The UK watchdog Oflot says it has no concerns about Gtech’s operations in the US. When it granted Camelot the licence in 1994, Oflot’s director general Peter Davis spent most of the press conference dismissing concerns about Gtech, which then faced investigations in the US and Australia. He made it clear that Gtech and its executives, like all the other consortium members, had been the subject of inquiries by everybody from the Inland Revenue Service to the FBI before awarding the UK licence.

Equally it showed little interest when Marketing Week revealed Gtech’s role in introducing Camelot to one of its suppliers, the controversial phonecard company CardCall (MW January 10).

Most observers believe Gtech’s future is in supplying systems for electronic welfare benefit pay ments.
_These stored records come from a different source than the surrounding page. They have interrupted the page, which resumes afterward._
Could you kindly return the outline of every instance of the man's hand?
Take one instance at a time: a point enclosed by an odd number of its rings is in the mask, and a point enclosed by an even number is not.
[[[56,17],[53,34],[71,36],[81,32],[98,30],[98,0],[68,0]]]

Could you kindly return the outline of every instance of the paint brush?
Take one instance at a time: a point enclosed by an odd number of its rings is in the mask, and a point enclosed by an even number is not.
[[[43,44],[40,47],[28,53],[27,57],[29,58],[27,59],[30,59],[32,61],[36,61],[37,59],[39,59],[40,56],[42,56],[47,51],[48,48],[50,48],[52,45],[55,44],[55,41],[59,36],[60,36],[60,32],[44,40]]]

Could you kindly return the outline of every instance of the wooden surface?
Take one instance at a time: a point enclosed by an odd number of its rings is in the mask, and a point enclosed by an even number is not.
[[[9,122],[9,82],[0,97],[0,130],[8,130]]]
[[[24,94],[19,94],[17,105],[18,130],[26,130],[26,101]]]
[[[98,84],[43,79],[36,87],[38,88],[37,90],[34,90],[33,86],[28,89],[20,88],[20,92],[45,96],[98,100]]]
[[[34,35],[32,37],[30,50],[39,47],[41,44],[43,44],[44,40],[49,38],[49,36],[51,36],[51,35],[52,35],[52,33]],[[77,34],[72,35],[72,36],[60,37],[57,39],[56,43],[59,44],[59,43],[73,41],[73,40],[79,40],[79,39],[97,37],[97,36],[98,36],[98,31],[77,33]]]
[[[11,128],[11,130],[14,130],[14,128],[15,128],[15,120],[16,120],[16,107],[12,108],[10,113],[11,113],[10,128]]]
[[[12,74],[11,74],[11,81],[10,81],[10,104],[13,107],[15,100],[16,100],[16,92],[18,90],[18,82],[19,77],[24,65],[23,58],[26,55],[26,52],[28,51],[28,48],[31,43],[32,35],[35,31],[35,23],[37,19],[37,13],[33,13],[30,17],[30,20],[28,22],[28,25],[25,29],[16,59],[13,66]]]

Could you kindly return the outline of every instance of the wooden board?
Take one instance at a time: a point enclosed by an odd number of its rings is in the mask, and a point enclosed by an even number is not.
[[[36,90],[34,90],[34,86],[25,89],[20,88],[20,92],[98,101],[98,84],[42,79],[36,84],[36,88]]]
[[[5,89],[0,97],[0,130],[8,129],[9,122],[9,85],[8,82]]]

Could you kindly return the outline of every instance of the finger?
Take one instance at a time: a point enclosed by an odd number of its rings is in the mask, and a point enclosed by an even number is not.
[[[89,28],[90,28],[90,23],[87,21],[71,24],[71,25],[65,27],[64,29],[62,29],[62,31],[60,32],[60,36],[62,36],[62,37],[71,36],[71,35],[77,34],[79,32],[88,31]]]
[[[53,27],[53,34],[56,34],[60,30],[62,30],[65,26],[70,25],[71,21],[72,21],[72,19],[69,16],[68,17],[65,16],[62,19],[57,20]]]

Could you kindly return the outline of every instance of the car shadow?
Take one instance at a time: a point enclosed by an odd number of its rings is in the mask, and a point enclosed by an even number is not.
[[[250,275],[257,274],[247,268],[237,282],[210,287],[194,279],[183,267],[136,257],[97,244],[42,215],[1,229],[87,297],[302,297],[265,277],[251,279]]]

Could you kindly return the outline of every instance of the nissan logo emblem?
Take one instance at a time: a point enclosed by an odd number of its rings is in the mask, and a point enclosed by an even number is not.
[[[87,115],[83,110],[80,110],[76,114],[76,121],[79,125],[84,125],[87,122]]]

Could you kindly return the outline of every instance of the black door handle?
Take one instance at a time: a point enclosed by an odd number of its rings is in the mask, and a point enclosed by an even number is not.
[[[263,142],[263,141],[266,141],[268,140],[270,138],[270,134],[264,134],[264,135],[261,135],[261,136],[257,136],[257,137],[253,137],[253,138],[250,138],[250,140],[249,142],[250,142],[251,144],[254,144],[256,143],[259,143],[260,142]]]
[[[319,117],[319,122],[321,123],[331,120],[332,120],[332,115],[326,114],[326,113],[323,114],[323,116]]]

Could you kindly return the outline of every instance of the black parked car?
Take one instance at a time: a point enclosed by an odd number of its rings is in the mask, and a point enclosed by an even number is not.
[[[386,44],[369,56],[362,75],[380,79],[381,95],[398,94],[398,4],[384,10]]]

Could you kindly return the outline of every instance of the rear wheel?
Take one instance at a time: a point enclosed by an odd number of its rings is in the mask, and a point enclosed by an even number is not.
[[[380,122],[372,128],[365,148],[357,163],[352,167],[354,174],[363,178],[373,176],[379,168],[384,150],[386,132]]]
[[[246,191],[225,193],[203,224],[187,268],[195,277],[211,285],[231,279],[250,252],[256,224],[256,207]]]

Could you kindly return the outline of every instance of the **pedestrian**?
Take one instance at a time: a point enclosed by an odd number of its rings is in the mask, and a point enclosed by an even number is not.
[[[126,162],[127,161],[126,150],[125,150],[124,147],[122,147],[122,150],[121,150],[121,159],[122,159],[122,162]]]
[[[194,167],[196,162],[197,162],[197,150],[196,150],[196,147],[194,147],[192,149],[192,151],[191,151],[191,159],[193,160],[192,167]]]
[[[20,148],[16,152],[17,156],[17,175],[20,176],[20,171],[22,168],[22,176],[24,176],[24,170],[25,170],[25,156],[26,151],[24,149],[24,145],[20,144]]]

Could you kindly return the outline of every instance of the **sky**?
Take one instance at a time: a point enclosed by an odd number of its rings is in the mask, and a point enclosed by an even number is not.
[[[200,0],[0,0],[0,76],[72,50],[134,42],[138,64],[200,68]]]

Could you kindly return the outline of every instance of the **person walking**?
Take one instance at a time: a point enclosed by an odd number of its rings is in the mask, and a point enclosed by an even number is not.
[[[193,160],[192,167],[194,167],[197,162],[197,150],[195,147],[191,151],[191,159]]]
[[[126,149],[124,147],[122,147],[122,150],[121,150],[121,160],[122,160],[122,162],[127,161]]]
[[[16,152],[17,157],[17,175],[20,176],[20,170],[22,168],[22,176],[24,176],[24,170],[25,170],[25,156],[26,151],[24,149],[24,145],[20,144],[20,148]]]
That is why J David Smith’s imprisonment and the continuing allegations surrounding its operations in the US could prove damaging to its future business in government contracts.

Bids for the Texas contract have to be in this month. If Gtech loses its grip on an operation believed to be worth 15 per cent of its turnover, over 100m, it could open the way to further investigations. This could further damage its image, and impair its march into other areas of operations, retarding its ambition to control the world’s few remaining untapped lottery markets.